C'è un luogo di una magia possente, talmente radicato nella mia persona che in quel luogo spesso ritorno. È a Cesena in via Montalti. Sono qui anche ora come turista curiosa (qui vicino c'è la meravigliosa Biblioteca Malatestiana). Sono nella casa del dottor Biagini dove ho vissuto i primi quindici anni della mia vita. Sto ferma immobile come a un crocevia, guardo a destra, a sinistra, di fronte. In questa casa c'è tutta la forza della nostalgia.
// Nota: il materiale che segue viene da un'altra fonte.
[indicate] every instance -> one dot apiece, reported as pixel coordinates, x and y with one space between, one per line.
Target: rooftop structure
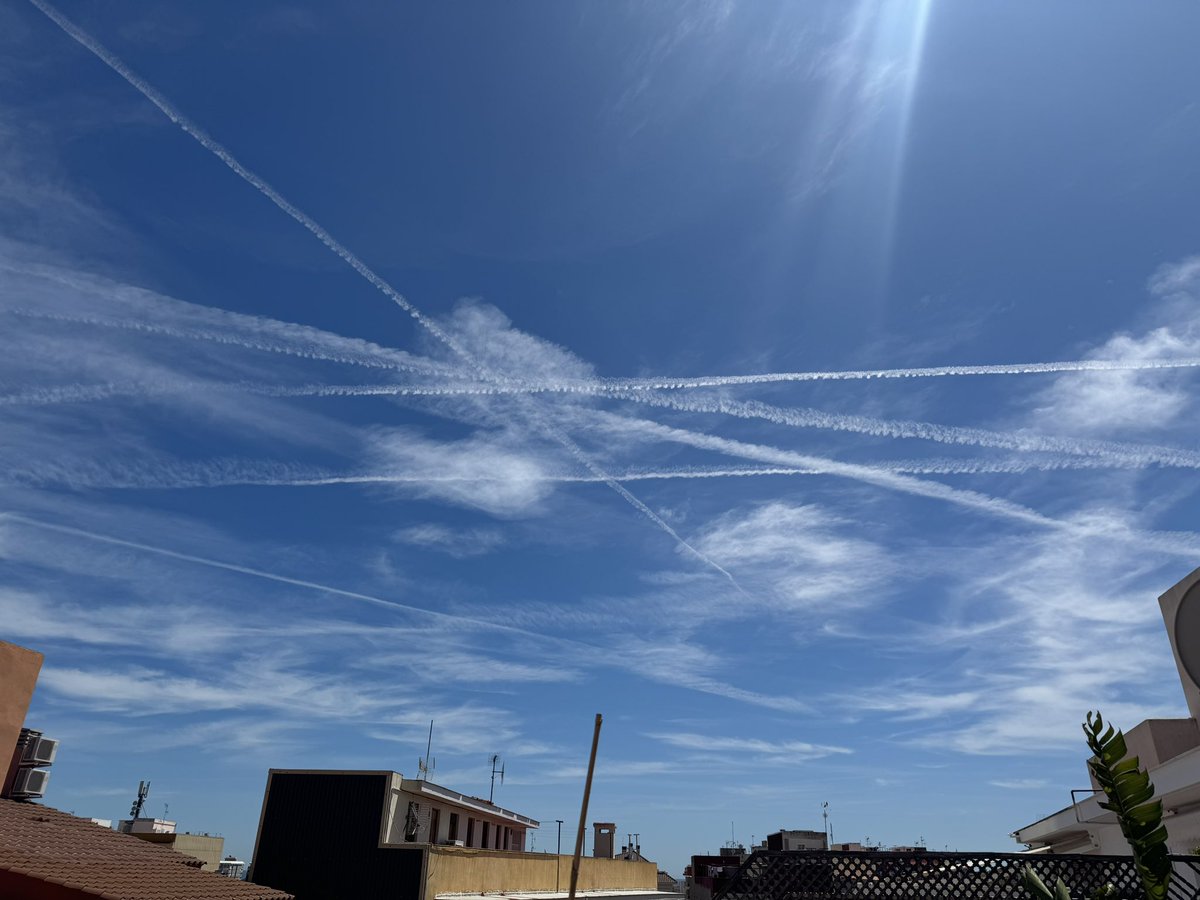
796 839
47 853
1169 749
391 837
All'interno, ora lo so, alcune di quelle innumerevoli bambine che condividevano un corpo solo, il mio, stanno fissando nella mia memoria quello che mi ha preceduto e ciò che mi sta accadendo ora. Una sorta di imprinting, un regalo dell'infanzia. Quella più vicina a me è impegnata a domare un cartone. Lo piega cercando di creare una cosa simile alle cartelle delle sorelle maggiori. Ha cinque anni, non va ancora a scuola ma deve assolutamente costruire una cartella. Da sola non ci riesce e così cerca aiuto. Sale nell'appartamento della signora Amelia che insieme al marito fabbrica borse e rilega libri. La loro è un'abitazione carica di antiche alchimie e come per incanto le mani sapienti della signora incollano tagliano aggiungono tolgono pezzi e alla fine ecco una cartella.
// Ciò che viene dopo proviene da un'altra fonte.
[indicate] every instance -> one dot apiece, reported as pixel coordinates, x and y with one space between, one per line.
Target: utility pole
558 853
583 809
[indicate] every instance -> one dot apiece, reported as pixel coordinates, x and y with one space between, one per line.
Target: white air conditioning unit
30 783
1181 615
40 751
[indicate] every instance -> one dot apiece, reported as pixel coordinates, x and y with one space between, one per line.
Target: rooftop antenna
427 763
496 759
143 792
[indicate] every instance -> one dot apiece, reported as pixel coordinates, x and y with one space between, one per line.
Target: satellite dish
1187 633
"A cosa ti serve la cartella Mariella?" e lei "Per giocare!" E via di volata giù per le scale con il cuore in tumulto. È sconvolta da una insana passione. Più semplicemente; è innamorata. Deve fare presto perché tra poco le lezioni finiranno e Lui passerà con amiche e amici in via Montalti. Lui è il figlio di quella che sarà poi la sua maestra e frequenta il Liceo Classico. Tutte le mattine la mia bambina sale su un piccolo sgabello e attende il suo passaggio più che appoggiata, aggrappata alla finestra. Regolarmente la mamma le dice: "Che cosa fai alla finestra? Stai attenta, non ti affacciare troppo perché la testa pesa..." E lei, "sto aspettando Viri e Antonietta."
Chissà cosa può fare una bambina di cinque anni alla finestra se non aspettare le sorelle che rientrano da scuola? Ma lei ha un segreto che le toglie il respiro ed è disposta a mentire senza nessun pentimento. Oggi con la cartella in mano è grande. Scende nella strada e si sente ed è coetanea di quegli studenti che rientrano dalle lezioni. Lui finalmente arriva e pone lo sguardo su quella strana cartella di cartone, fatta però a regola d 'arte. Pensa a quanta miseria c'è in giro e dona un sorriso a quella povera bambina. E lei pensa: "Mi ha sorriso; è fatta." Corre veloce a casa, sale nella stanza da letto dei genitori e siede sul grande letto di fronte allo specchio e gli dice: "Fammi diventare grande, subito, perché domani mi sposo."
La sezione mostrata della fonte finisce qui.